To find the volume of paint needed, we multiply the surface area (in square feet) by the thickness (in feet): 400 sq ft * 0.000328084 ft = 0.1312336 cubic ft.
Since the density of the paint is given as 1.23 g/mL, we can convert the volume of paint from cubic feet to mL: 0.1312336 ft³ * (1000 mL / 1 ft³) = 131.2336 mL.
Therefore, you need approximately 131.23 mL of paint for the walls.
b) If your walls have 60% more surface area due to heavy texture, we need to increase the original surface area calculation by 60% (or 0.6).
The adjusted surface area of the walls is 1.6 times the original surface area: 400 sq ft * 1.6 = 640 sq ft.
Following the same calculation as in part a, the volume of paint needed for the textured walls is:
640 sq ft * 0.000328084 ft = 0.210067456 cubic ft.
0.210067456 ft³ * (1000 mL / 1 ft³) = 210.067456 mL.
Therefore, you need approximately 210.07 mL of paint for the textured walls.
To determine how much more paint you need, find the difference between the initial paint quantity and the paint needed for the textured walls:
210.07 mL - 131.23 mL = 78.84 mL.
Since 1 gallon is equal to approximately 3785 mL, you will need an additional amount of paint of 78.84 mL / 3785 mL = 0.02084 gallons.
c) If you have 40 sq ft of doors and windows, subtract this area from the total surface area of the walls (640 sq ft) calculated in part b:
640 sq ft - 40 sq ft = 600 sq ft.
We have already determined that you need approximately 210.07 mL of paint for the textured walls.
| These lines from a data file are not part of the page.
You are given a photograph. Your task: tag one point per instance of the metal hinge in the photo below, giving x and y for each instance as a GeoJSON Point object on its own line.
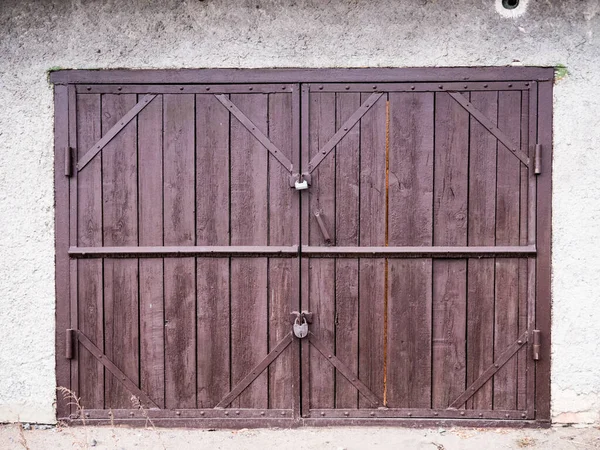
{"type": "Point", "coordinates": [70, 344]}
{"type": "Point", "coordinates": [537, 162]}
{"type": "Point", "coordinates": [536, 344]}
{"type": "Point", "coordinates": [68, 161]}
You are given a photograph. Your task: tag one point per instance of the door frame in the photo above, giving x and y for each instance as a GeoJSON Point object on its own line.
{"type": "Point", "coordinates": [65, 82]}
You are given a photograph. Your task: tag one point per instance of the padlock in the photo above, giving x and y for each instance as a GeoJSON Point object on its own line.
{"type": "Point", "coordinates": [300, 328]}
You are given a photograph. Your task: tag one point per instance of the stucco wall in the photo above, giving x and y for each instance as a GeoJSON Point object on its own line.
{"type": "Point", "coordinates": [36, 36]}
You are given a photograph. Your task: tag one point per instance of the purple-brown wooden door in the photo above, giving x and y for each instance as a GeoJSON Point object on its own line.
{"type": "Point", "coordinates": [184, 247]}
{"type": "Point", "coordinates": [413, 247]}
{"type": "Point", "coordinates": [418, 245]}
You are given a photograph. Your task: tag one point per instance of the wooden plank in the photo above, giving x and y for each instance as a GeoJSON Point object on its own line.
{"type": "Point", "coordinates": [508, 143]}
{"type": "Point", "coordinates": [444, 252]}
{"type": "Point", "coordinates": [283, 230]}
{"type": "Point", "coordinates": [61, 226]}
{"type": "Point", "coordinates": [481, 227]}
{"type": "Point", "coordinates": [343, 129]}
{"type": "Point", "coordinates": [347, 231]}
{"type": "Point", "coordinates": [543, 238]}
{"type": "Point", "coordinates": [341, 75]}
{"type": "Point", "coordinates": [450, 228]}
{"type": "Point", "coordinates": [249, 225]}
{"type": "Point", "coordinates": [120, 227]}
{"type": "Point", "coordinates": [410, 223]}
{"type": "Point", "coordinates": [321, 273]}
{"type": "Point", "coordinates": [255, 131]}
{"type": "Point", "coordinates": [150, 216]}
{"type": "Point", "coordinates": [118, 124]}
{"type": "Point", "coordinates": [507, 233]}
{"type": "Point", "coordinates": [179, 229]}
{"type": "Point", "coordinates": [372, 233]}
{"type": "Point", "coordinates": [212, 228]}
{"type": "Point", "coordinates": [257, 370]}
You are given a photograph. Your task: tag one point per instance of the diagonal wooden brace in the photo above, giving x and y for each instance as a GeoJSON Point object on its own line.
{"type": "Point", "coordinates": [123, 379]}
{"type": "Point", "coordinates": [256, 371]}
{"type": "Point", "coordinates": [489, 372]}
{"type": "Point", "coordinates": [489, 125]}
{"type": "Point", "coordinates": [344, 370]}
{"type": "Point", "coordinates": [133, 112]}
{"type": "Point", "coordinates": [343, 131]}
{"type": "Point", "coordinates": [253, 129]}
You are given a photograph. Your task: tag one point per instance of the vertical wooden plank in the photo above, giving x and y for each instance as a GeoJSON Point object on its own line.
{"type": "Point", "coordinates": [372, 233]}
{"type": "Point", "coordinates": [249, 222]}
{"type": "Point", "coordinates": [150, 216]}
{"type": "Point", "coordinates": [450, 228]}
{"type": "Point", "coordinates": [410, 224]}
{"type": "Point", "coordinates": [61, 226]}
{"type": "Point", "coordinates": [120, 228]}
{"type": "Point", "coordinates": [212, 228]}
{"type": "Point", "coordinates": [507, 233]}
{"type": "Point", "coordinates": [89, 234]}
{"type": "Point", "coordinates": [522, 361]}
{"type": "Point", "coordinates": [543, 240]}
{"type": "Point", "coordinates": [346, 270]}
{"type": "Point", "coordinates": [321, 275]}
{"type": "Point", "coordinates": [481, 227]}
{"type": "Point", "coordinates": [179, 229]}
{"type": "Point", "coordinates": [283, 230]}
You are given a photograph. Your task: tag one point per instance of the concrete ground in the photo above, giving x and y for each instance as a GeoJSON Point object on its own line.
{"type": "Point", "coordinates": [41, 437]}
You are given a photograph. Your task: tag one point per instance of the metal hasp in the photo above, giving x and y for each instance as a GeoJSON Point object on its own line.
{"type": "Point", "coordinates": [300, 326]}
{"type": "Point", "coordinates": [536, 344]}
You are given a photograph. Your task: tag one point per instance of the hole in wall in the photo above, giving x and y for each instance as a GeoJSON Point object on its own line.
{"type": "Point", "coordinates": [510, 4]}
{"type": "Point", "coordinates": [511, 8]}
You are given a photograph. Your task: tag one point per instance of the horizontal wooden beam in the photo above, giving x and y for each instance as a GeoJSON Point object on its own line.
{"type": "Point", "coordinates": [182, 251]}
{"type": "Point", "coordinates": [423, 74]}
{"type": "Point", "coordinates": [418, 252]}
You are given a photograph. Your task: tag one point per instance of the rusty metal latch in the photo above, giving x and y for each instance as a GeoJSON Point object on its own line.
{"type": "Point", "coordinates": [536, 344]}
{"type": "Point", "coordinates": [301, 320]}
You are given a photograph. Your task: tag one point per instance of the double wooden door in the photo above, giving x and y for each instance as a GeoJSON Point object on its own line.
{"type": "Point", "coordinates": [302, 253]}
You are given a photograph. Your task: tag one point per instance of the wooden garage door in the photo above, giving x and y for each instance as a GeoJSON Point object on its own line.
{"type": "Point", "coordinates": [303, 252]}
{"type": "Point", "coordinates": [420, 255]}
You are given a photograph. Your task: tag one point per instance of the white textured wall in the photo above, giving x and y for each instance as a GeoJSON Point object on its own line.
{"type": "Point", "coordinates": [35, 36]}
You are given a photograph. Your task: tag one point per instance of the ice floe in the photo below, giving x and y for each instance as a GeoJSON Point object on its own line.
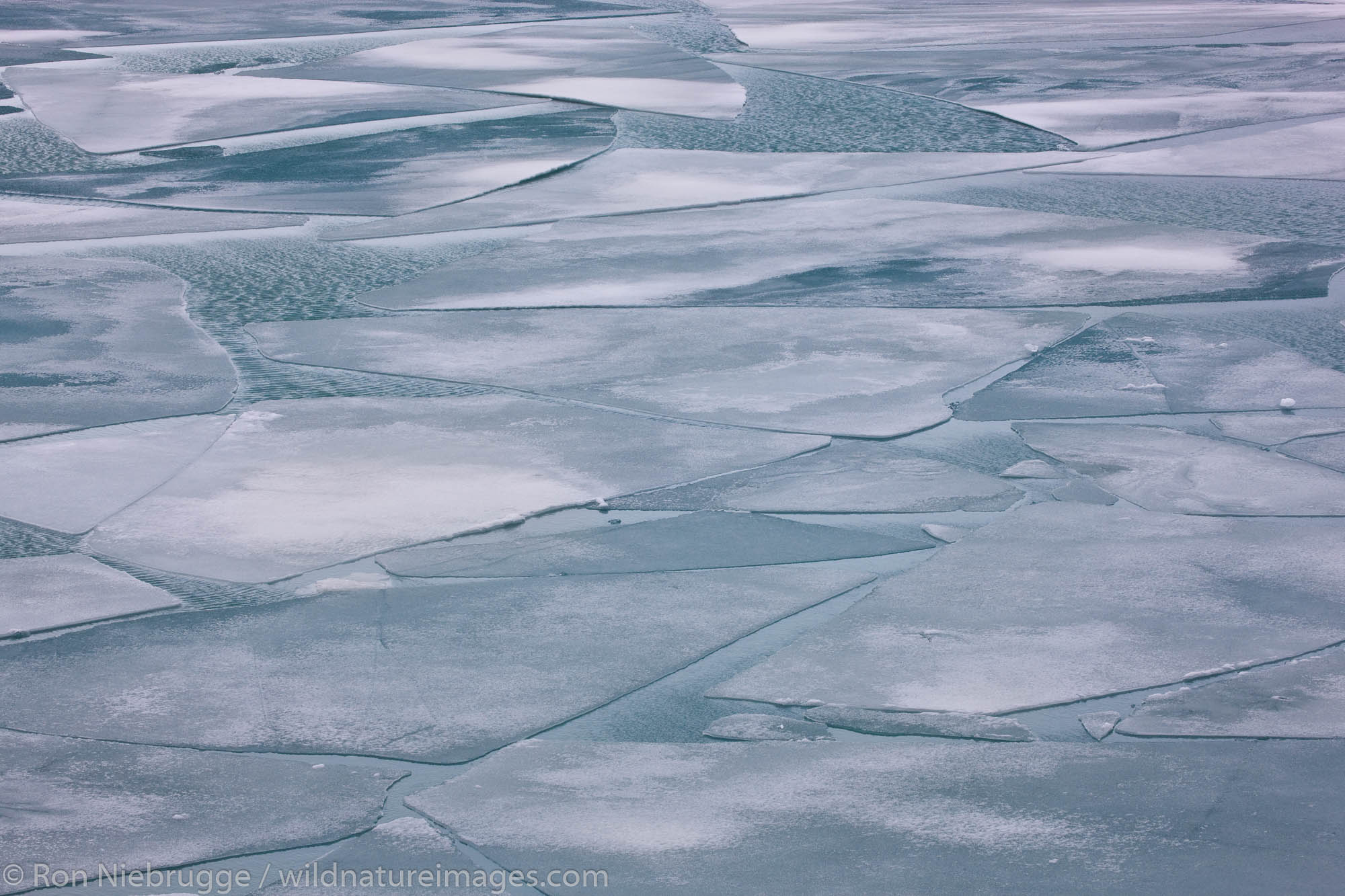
{"type": "Point", "coordinates": [106, 108]}
{"type": "Point", "coordinates": [871, 372]}
{"type": "Point", "coordinates": [707, 540]}
{"type": "Point", "coordinates": [102, 341]}
{"type": "Point", "coordinates": [73, 805]}
{"type": "Point", "coordinates": [1300, 698]}
{"type": "Point", "coordinates": [41, 594]}
{"type": "Point", "coordinates": [597, 63]}
{"type": "Point", "coordinates": [72, 482]}
{"type": "Point", "coordinates": [381, 174]}
{"type": "Point", "coordinates": [434, 674]}
{"type": "Point", "coordinates": [1140, 364]}
{"type": "Point", "coordinates": [1059, 602]}
{"type": "Point", "coordinates": [863, 248]}
{"type": "Point", "coordinates": [934, 815]}
{"type": "Point", "coordinates": [1174, 471]}
{"type": "Point", "coordinates": [298, 485]}
{"type": "Point", "coordinates": [765, 727]}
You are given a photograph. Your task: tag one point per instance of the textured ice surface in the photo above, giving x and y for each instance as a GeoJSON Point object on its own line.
{"type": "Point", "coordinates": [95, 341]}
{"type": "Point", "coordinates": [173, 21]}
{"type": "Point", "coordinates": [707, 540]}
{"type": "Point", "coordinates": [389, 857]}
{"type": "Point", "coordinates": [38, 594]}
{"type": "Point", "coordinates": [872, 373]}
{"type": "Point", "coordinates": [1140, 364]}
{"type": "Point", "coordinates": [876, 721]}
{"type": "Point", "coordinates": [765, 727]}
{"type": "Point", "coordinates": [1174, 471]}
{"type": "Point", "coordinates": [1304, 151]}
{"type": "Point", "coordinates": [435, 674]}
{"type": "Point", "coordinates": [72, 482]}
{"type": "Point", "coordinates": [72, 805]}
{"type": "Point", "coordinates": [25, 220]}
{"type": "Point", "coordinates": [864, 248]}
{"type": "Point", "coordinates": [627, 181]}
{"type": "Point", "coordinates": [1059, 602]}
{"type": "Point", "coordinates": [851, 477]}
{"type": "Point", "coordinates": [1100, 724]}
{"type": "Point", "coordinates": [106, 108]}
{"type": "Point", "coordinates": [605, 64]}
{"type": "Point", "coordinates": [934, 817]}
{"type": "Point", "coordinates": [1300, 698]}
{"type": "Point", "coordinates": [297, 485]}
{"type": "Point", "coordinates": [383, 174]}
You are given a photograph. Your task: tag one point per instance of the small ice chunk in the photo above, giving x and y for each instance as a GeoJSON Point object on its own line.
{"type": "Point", "coordinates": [1100, 724]}
{"type": "Point", "coordinates": [933, 724]}
{"type": "Point", "coordinates": [766, 727]}
{"type": "Point", "coordinates": [1032, 469]}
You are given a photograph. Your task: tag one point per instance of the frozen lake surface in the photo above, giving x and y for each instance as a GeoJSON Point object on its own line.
{"type": "Point", "coordinates": [766, 447]}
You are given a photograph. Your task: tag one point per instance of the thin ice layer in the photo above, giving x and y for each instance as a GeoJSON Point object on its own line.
{"type": "Point", "coordinates": [298, 485]}
{"type": "Point", "coordinates": [106, 108]}
{"type": "Point", "coordinates": [864, 248]}
{"type": "Point", "coordinates": [849, 477]}
{"type": "Point", "coordinates": [72, 805]}
{"type": "Point", "coordinates": [1300, 698]}
{"type": "Point", "coordinates": [100, 341]}
{"type": "Point", "coordinates": [707, 540]}
{"type": "Point", "coordinates": [46, 221]}
{"type": "Point", "coordinates": [935, 817]}
{"type": "Point", "coordinates": [440, 674]}
{"type": "Point", "coordinates": [72, 482]}
{"type": "Point", "coordinates": [1139, 364]}
{"type": "Point", "coordinates": [381, 174]}
{"type": "Point", "coordinates": [870, 373]}
{"type": "Point", "coordinates": [1061, 602]}
{"type": "Point", "coordinates": [598, 63]}
{"type": "Point", "coordinates": [40, 594]}
{"type": "Point", "coordinates": [627, 181]}
{"type": "Point", "coordinates": [1174, 471]}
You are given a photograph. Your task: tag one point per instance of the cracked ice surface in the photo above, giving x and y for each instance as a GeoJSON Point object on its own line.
{"type": "Point", "coordinates": [91, 342]}
{"type": "Point", "coordinates": [72, 803]}
{"type": "Point", "coordinates": [868, 373]}
{"type": "Point", "coordinates": [298, 485]}
{"type": "Point", "coordinates": [40, 594]}
{"type": "Point", "coordinates": [1174, 471]}
{"type": "Point", "coordinates": [1061, 602]}
{"type": "Point", "coordinates": [435, 674]}
{"type": "Point", "coordinates": [937, 815]}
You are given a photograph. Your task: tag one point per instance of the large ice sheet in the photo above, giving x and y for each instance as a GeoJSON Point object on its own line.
{"type": "Point", "coordinates": [605, 64]}
{"type": "Point", "coordinates": [72, 482]}
{"type": "Point", "coordinates": [391, 857]}
{"type": "Point", "coordinates": [100, 341]}
{"type": "Point", "coordinates": [1059, 602]}
{"type": "Point", "coordinates": [860, 372]}
{"type": "Point", "coordinates": [1139, 364]}
{"type": "Point", "coordinates": [927, 817]}
{"type": "Point", "coordinates": [852, 477]}
{"type": "Point", "coordinates": [383, 174]}
{"type": "Point", "coordinates": [432, 674]}
{"type": "Point", "coordinates": [1304, 151]}
{"type": "Point", "coordinates": [25, 220]}
{"type": "Point", "coordinates": [708, 540]}
{"type": "Point", "coordinates": [297, 485]}
{"type": "Point", "coordinates": [40, 594]}
{"type": "Point", "coordinates": [864, 248]}
{"type": "Point", "coordinates": [1174, 471]}
{"type": "Point", "coordinates": [106, 108]}
{"type": "Point", "coordinates": [1300, 698]}
{"type": "Point", "coordinates": [72, 805]}
{"type": "Point", "coordinates": [627, 181]}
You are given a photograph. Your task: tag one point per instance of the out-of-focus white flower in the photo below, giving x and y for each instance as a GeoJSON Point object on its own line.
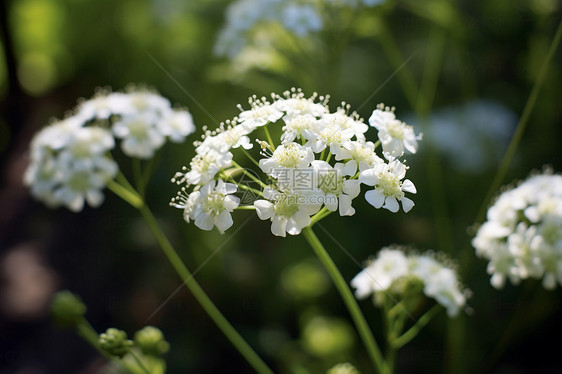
{"type": "Point", "coordinates": [392, 267]}
{"type": "Point", "coordinates": [141, 135]}
{"type": "Point", "coordinates": [389, 187]}
{"type": "Point", "coordinates": [290, 156]}
{"type": "Point", "coordinates": [395, 135]}
{"type": "Point", "coordinates": [337, 189]}
{"type": "Point", "coordinates": [301, 19]}
{"type": "Point", "coordinates": [69, 165]}
{"type": "Point", "coordinates": [522, 237]}
{"type": "Point", "coordinates": [212, 205]}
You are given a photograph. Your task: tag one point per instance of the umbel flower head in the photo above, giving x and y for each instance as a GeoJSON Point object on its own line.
{"type": "Point", "coordinates": [394, 268]}
{"type": "Point", "coordinates": [315, 164]}
{"type": "Point", "coordinates": [70, 160]}
{"type": "Point", "coordinates": [522, 236]}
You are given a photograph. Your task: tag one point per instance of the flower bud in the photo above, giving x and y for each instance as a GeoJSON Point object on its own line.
{"type": "Point", "coordinates": [67, 309]}
{"type": "Point", "coordinates": [151, 341]}
{"type": "Point", "coordinates": [114, 342]}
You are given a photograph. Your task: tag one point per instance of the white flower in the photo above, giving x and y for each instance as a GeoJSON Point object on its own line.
{"type": "Point", "coordinates": [389, 187]}
{"type": "Point", "coordinates": [69, 165]}
{"type": "Point", "coordinates": [394, 134]}
{"type": "Point", "coordinates": [522, 237]}
{"type": "Point", "coordinates": [140, 133]}
{"type": "Point", "coordinates": [177, 125]}
{"type": "Point", "coordinates": [298, 105]}
{"type": "Point", "coordinates": [288, 212]}
{"type": "Point", "coordinates": [212, 206]}
{"type": "Point", "coordinates": [361, 153]}
{"type": "Point", "coordinates": [390, 265]}
{"type": "Point", "coordinates": [335, 187]}
{"type": "Point", "coordinates": [205, 167]}
{"type": "Point", "coordinates": [291, 155]}
{"type": "Point", "coordinates": [330, 134]}
{"type": "Point", "coordinates": [299, 127]}
{"type": "Point", "coordinates": [260, 115]}
{"type": "Point", "coordinates": [103, 106]}
{"type": "Point", "coordinates": [389, 271]}
{"type": "Point", "coordinates": [301, 19]}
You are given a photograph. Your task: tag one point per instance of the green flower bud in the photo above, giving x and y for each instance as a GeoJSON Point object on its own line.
{"type": "Point", "coordinates": [67, 309]}
{"type": "Point", "coordinates": [345, 368]}
{"type": "Point", "coordinates": [151, 341]}
{"type": "Point", "coordinates": [114, 342]}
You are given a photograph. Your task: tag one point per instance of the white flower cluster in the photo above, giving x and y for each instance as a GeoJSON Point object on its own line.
{"type": "Point", "coordinates": [393, 269]}
{"type": "Point", "coordinates": [70, 164]}
{"type": "Point", "coordinates": [300, 177]}
{"type": "Point", "coordinates": [522, 237]}
{"type": "Point", "coordinates": [140, 118]}
{"type": "Point", "coordinates": [299, 17]}
{"type": "Point", "coordinates": [70, 161]}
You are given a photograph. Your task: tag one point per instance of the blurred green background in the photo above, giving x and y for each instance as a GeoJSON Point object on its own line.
{"type": "Point", "coordinates": [484, 57]}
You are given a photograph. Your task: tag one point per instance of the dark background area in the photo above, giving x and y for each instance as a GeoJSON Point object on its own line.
{"type": "Point", "coordinates": [57, 51]}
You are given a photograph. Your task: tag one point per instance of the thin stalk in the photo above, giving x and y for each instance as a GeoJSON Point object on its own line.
{"type": "Point", "coordinates": [348, 298]}
{"type": "Point", "coordinates": [527, 110]}
{"type": "Point", "coordinates": [416, 328]}
{"type": "Point", "coordinates": [249, 354]}
{"type": "Point", "coordinates": [246, 207]}
{"type": "Point", "coordinates": [269, 138]}
{"type": "Point", "coordinates": [129, 196]}
{"type": "Point", "coordinates": [137, 176]}
{"type": "Point", "coordinates": [139, 361]}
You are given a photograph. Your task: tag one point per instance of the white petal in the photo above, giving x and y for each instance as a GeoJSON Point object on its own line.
{"type": "Point", "coordinates": [375, 198]}
{"type": "Point", "coordinates": [369, 177]}
{"type": "Point", "coordinates": [331, 202]}
{"type": "Point", "coordinates": [223, 221]}
{"type": "Point", "coordinates": [264, 209]}
{"type": "Point", "coordinates": [278, 225]}
{"type": "Point", "coordinates": [408, 186]}
{"type": "Point", "coordinates": [352, 188]}
{"type": "Point", "coordinates": [205, 221]}
{"type": "Point", "coordinates": [391, 204]}
{"type": "Point", "coordinates": [345, 206]}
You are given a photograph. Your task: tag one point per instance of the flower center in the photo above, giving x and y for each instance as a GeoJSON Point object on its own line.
{"type": "Point", "coordinates": [287, 206]}
{"type": "Point", "coordinates": [138, 129]}
{"type": "Point", "coordinates": [395, 129]}
{"type": "Point", "coordinates": [214, 203]}
{"type": "Point", "coordinates": [331, 134]}
{"type": "Point", "coordinates": [287, 156]}
{"type": "Point", "coordinates": [330, 182]}
{"type": "Point", "coordinates": [390, 185]}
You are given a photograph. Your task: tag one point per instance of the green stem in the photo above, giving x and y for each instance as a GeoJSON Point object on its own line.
{"type": "Point", "coordinates": [137, 176]}
{"type": "Point", "coordinates": [323, 213]}
{"type": "Point", "coordinates": [249, 175]}
{"type": "Point", "coordinates": [123, 192]}
{"type": "Point", "coordinates": [246, 207]}
{"type": "Point", "coordinates": [249, 354]}
{"type": "Point", "coordinates": [269, 138]}
{"type": "Point", "coordinates": [348, 298]}
{"type": "Point", "coordinates": [514, 143]}
{"type": "Point", "coordinates": [395, 57]}
{"type": "Point", "coordinates": [416, 328]}
{"type": "Point", "coordinates": [89, 334]}
{"type": "Point", "coordinates": [139, 361]}
{"type": "Point", "coordinates": [250, 157]}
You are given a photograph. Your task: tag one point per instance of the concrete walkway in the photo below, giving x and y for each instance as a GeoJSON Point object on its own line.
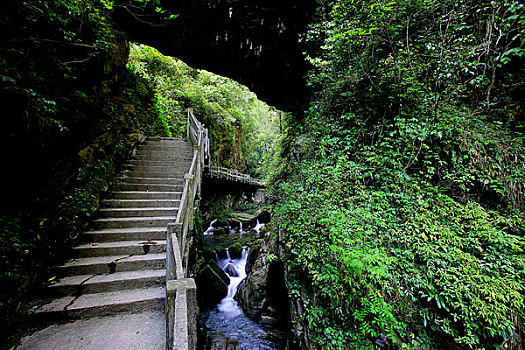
{"type": "Point", "coordinates": [142, 331]}
{"type": "Point", "coordinates": [113, 290]}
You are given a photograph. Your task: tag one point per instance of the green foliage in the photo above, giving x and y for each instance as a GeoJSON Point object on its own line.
{"type": "Point", "coordinates": [402, 207]}
{"type": "Point", "coordinates": [243, 129]}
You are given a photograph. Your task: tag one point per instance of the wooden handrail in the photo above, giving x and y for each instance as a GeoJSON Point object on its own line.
{"type": "Point", "coordinates": [180, 290]}
{"type": "Point", "coordinates": [232, 175]}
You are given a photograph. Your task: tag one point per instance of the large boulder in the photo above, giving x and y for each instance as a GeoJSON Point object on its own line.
{"type": "Point", "coordinates": [263, 216]}
{"type": "Point", "coordinates": [219, 341]}
{"type": "Point", "coordinates": [235, 250]}
{"type": "Point", "coordinates": [262, 295]}
{"type": "Point", "coordinates": [212, 286]}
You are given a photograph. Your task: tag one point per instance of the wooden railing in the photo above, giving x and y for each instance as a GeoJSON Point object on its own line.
{"type": "Point", "coordinates": [215, 171]}
{"type": "Point", "coordinates": [181, 300]}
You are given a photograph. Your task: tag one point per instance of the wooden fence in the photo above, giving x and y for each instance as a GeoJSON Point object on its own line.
{"type": "Point", "coordinates": [218, 172]}
{"type": "Point", "coordinates": [181, 299]}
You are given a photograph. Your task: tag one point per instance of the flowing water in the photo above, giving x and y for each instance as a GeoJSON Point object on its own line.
{"type": "Point", "coordinates": [228, 320]}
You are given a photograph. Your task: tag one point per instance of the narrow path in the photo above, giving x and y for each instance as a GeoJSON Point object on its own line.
{"type": "Point", "coordinates": [114, 288]}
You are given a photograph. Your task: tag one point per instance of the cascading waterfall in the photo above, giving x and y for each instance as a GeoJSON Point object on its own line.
{"type": "Point", "coordinates": [227, 319]}
{"type": "Point", "coordinates": [258, 227]}
{"type": "Point", "coordinates": [210, 229]}
{"type": "Point", "coordinates": [236, 270]}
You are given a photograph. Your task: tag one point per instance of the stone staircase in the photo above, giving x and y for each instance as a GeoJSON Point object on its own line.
{"type": "Point", "coordinates": [122, 268]}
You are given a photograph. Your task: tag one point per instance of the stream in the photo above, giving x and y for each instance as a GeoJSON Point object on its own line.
{"type": "Point", "coordinates": [228, 327]}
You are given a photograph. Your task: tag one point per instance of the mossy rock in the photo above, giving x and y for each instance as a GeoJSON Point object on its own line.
{"type": "Point", "coordinates": [235, 250]}
{"type": "Point", "coordinates": [264, 216]}
{"type": "Point", "coordinates": [209, 255]}
{"type": "Point", "coordinates": [220, 273]}
{"type": "Point", "coordinates": [252, 257]}
{"type": "Point", "coordinates": [221, 231]}
{"type": "Point", "coordinates": [211, 287]}
{"type": "Point", "coordinates": [221, 253]}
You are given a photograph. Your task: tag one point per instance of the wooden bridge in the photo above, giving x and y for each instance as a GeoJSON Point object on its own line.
{"type": "Point", "coordinates": [134, 264]}
{"type": "Point", "coordinates": [217, 172]}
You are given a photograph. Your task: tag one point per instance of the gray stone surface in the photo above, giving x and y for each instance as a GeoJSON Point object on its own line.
{"type": "Point", "coordinates": [115, 288]}
{"type": "Point", "coordinates": [142, 331]}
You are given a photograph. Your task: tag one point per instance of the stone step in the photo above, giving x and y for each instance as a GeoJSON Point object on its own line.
{"type": "Point", "coordinates": [140, 203]}
{"type": "Point", "coordinates": [107, 303]}
{"type": "Point", "coordinates": [136, 212]}
{"type": "Point", "coordinates": [152, 180]}
{"type": "Point", "coordinates": [111, 264]}
{"type": "Point", "coordinates": [120, 248]}
{"type": "Point", "coordinates": [181, 152]}
{"type": "Point", "coordinates": [125, 234]}
{"type": "Point", "coordinates": [87, 284]}
{"type": "Point", "coordinates": [166, 149]}
{"type": "Point", "coordinates": [146, 195]}
{"type": "Point", "coordinates": [150, 187]}
{"type": "Point", "coordinates": [153, 157]}
{"type": "Point", "coordinates": [147, 221]}
{"type": "Point", "coordinates": [173, 162]}
{"type": "Point", "coordinates": [166, 143]}
{"type": "Point", "coordinates": [155, 173]}
{"type": "Point", "coordinates": [165, 168]}
{"type": "Point", "coordinates": [163, 139]}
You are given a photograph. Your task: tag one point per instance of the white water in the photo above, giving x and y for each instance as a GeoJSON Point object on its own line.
{"type": "Point", "coordinates": [258, 227]}
{"type": "Point", "coordinates": [228, 319]}
{"type": "Point", "coordinates": [210, 229]}
{"type": "Point", "coordinates": [236, 270]}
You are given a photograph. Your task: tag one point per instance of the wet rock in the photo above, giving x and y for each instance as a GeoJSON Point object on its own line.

Since the newly calculated surface area is still covered by this quantity, you do not need to purchase additional paint.
d) To calculate the lost wall coverage due to spillage and unusable paint, we need to subtract the lost paint (in mL) from the original paint quantity.
Lost paint = spillage (75 mL) + paint in brush, roller, and paint tray (100 mL) = 175 mL.
The original paint quantity needed for the walls (as calculated in part b) was 210.07 mL. Subtracting the lost paint, we get:
210.07 mL - 175 mL = 35.07 mL.
To convert this amount to cubic feet, we will use the conversion factor of 1 milliliter (mL) = 0.0000353147 cubic feet (ft³):
35.07 mL * 0.0000353147 ft³/mL = 0.00123715 ft³.
Therefore, you lost approximately 0.00123715 cubic feet of wall coverage.
e) The lost paint due to spillage and unusable paint is already accounted for in the initial calculations and adjustments. Therefore, the lost paint does not affect the amount of paint you need to purchase.